Zoom sur quelques panneaux notables en 2024


  • Panneau « cédez le passage cycliste » : À certains feux rouges, une petite plaque triangulaire permet aux cyclistes (et parfois trottinettes) de franchir le feu au rouge pour tourner à droite, sous réserve de céder le passage à tous les autres usagers.
  • Panneaux pour emplacements « autopartage » : Un pictogramme représentant deux ou trois véhicules sous une icône de clé signale les places réservées aux voitures partagées (services type Communauto, Zity, etc.) dont l’usage abusif est passible de sanction.
  • Panneau d’interdiction pour « bruit » : De nouveaux panneaux indiquent que les véhicules dépassant un seuil sonore déterminé sont interdits d’accès à certaines rues, surtout dans les quartiers résidentiels ou à proximité de zones sensibles.

Conseils aux conducteurs : comment se mettre à jour ?
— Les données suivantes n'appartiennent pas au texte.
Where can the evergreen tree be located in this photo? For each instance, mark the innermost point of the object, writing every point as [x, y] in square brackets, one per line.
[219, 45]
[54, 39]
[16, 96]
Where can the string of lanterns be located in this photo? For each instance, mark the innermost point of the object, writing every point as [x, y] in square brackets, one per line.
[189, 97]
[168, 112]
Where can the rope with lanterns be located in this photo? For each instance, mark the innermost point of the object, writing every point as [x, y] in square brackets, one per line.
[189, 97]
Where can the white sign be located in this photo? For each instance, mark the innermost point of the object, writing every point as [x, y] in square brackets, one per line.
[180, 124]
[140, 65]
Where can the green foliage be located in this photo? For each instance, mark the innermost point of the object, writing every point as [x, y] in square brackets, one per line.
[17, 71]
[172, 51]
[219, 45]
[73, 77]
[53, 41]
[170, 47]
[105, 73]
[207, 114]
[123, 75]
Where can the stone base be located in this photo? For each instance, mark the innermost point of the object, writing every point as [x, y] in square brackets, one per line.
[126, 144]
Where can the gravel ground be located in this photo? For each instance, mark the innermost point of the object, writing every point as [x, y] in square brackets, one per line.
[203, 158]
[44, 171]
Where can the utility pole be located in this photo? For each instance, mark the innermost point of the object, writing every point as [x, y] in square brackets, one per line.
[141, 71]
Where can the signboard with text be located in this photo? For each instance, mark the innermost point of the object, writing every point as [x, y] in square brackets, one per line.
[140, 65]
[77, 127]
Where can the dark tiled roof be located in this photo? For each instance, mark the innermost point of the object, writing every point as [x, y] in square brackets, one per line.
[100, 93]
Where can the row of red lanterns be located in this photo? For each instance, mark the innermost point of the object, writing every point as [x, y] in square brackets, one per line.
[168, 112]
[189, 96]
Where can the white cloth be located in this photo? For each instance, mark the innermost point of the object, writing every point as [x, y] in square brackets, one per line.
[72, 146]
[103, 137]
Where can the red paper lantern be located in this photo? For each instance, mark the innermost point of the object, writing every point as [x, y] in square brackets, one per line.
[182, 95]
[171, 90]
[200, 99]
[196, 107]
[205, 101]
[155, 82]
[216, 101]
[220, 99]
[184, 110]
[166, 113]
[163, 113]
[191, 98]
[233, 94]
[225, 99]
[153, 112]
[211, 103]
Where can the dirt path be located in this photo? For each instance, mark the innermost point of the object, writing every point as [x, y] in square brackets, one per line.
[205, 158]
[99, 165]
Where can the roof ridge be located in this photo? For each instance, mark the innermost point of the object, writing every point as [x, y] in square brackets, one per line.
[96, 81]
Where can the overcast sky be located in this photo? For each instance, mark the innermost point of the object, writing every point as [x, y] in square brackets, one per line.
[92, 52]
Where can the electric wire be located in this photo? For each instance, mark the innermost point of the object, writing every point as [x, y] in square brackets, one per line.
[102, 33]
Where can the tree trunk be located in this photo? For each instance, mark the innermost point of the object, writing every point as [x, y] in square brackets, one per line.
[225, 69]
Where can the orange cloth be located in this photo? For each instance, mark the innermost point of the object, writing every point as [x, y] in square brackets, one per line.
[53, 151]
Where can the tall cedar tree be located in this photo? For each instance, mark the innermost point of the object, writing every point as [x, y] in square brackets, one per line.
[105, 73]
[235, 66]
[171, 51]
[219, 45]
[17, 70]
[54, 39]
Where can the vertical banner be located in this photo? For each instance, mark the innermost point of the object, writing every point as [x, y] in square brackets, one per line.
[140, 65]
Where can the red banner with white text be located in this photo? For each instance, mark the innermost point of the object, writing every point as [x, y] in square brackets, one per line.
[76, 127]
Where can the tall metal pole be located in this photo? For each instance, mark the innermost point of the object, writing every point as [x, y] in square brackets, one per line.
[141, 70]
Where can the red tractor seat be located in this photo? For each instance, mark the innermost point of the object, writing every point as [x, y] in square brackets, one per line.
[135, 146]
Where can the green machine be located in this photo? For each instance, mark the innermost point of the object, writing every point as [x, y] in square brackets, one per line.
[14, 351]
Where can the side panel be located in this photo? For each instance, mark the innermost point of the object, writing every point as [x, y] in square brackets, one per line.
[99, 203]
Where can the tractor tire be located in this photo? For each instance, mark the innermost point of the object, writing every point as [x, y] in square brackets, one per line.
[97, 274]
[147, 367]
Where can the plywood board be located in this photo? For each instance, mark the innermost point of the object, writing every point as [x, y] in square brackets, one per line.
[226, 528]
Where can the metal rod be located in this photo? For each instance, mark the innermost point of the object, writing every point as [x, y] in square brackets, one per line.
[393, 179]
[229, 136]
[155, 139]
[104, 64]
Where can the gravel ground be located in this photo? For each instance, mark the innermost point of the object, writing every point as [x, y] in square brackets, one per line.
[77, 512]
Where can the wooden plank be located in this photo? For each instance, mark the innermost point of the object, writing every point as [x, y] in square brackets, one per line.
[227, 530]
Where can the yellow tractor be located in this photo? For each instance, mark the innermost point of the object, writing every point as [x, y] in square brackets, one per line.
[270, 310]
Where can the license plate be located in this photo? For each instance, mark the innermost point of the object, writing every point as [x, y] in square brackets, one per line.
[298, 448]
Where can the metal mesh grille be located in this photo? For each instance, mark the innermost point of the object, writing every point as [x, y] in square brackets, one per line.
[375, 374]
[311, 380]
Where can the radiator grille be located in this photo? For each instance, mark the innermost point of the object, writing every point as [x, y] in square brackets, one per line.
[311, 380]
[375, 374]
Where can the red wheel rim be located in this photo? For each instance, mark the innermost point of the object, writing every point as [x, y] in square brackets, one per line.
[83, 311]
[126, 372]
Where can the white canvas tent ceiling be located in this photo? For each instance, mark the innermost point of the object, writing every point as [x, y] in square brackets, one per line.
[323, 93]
Face à ces nouveautés, la meilleure stratégie reste de prendre connaissance des panneaux fréquemment rencontrés sur votre trajet habituel. Quelques astuces simples :


  • Consultez souvent les mises à jour officielles du code de la route sur le site de la Sécurité Routière ou de votre préfecture.
  • Participez à des stages de remise à niveau : certains organismes ou auto-écoles proposent des sessions spécialement consacrées à la nouvelle signalétique et ses implications.
  • Utilisez les applications GPS à jour qui intègrent de nombreux nouveaux panneaux (ZFE, voies réservées, etc.) et préviennent en temps réel des zones réglementées.

Pour les professionnels (chauffeurs VTC, livreurs…), une attention particulière doit être portée aux zones à accès réglementé, en particulier dans les grandes villes ou lors d’événements ponctuels visibles par panneaux temporaires.


À retenir : l’évolution des panneaux, un reflet de la route de demain


Modernisation, prise en compte de la diversité des mobilités, exigences écologiques et sécuritaires : la signalisation routière évolue pour répondre à ces enjeux. S’équiper d’une bonne dose de vigilance et remettre régulièrement ses connaissances à jour sont des réflexes essentiels pour naviguer sereinement sur le réseau routier français en 2024.

Les nouveaux panneaux ne sont pas là pour perturber ou alourdir la vie du conducteur, mais bien pour faciliter la cohabitation, renforcer la sécurité et accompagner la transition vers une mobilité plus partagée et plus responsable. La meilleure conduite, c’est donc celle qui sait s’informer et s’adapter.


Vous avez repéré un panneau étonnant sur votre trajet ? N’hésitez pas à en parler autour de vous ou à consulter les ressources officielles : la compréhension partagée, c’est déjà la sécurité retrouvée.